“Nelly! Well, to do her justice, she is very different from Nelly,” said Frederick, with that natural depreciation of his sister which is also usual enough, and which was largely increased by Sunday-afternoonishness.
“No, indeed, she is not like Nelly, more’s the pity,” said Mrs. Eastwood, fortunately not detecting the injurious tone. “She is so shut up in herself that you can never tell what may be going on within her. I am sure you don’t mean it, Frederick, but sometimes I think, for Innocent’s own sake, it would be better if you were not quite so kind. I don’t like her waiting for you in the hall, and that sort of thing. There is no harm in it, I know—but I don’t like it. It is always an unpleasant thing to have ideas—which she would be better without—put into a girl’s head.”

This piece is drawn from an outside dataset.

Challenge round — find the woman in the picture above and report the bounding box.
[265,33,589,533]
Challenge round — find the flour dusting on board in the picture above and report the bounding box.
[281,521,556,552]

“You are too mysterious for me to follow,” said Frederick. “What ideas? If you will be a little more plain in your definition——”
She was his mother, and thought she knew a great deal more than he did about life; but she blushed as red as a girl at this half-contemptuous question.
“Frederick, you know very well what I mean,” she said quickly, “and I hope you will not try to make me sorry that I have appealed to you at all. You may make Innocent more fond of you than will be good for her, poor child, and that can produce nothing but unhappiness. I am not finding fault, I am only warning you. Her I cannot warn, because she so shuts herself up. She is a mystery,” said poor Mrs. Eastwood, shaking her head.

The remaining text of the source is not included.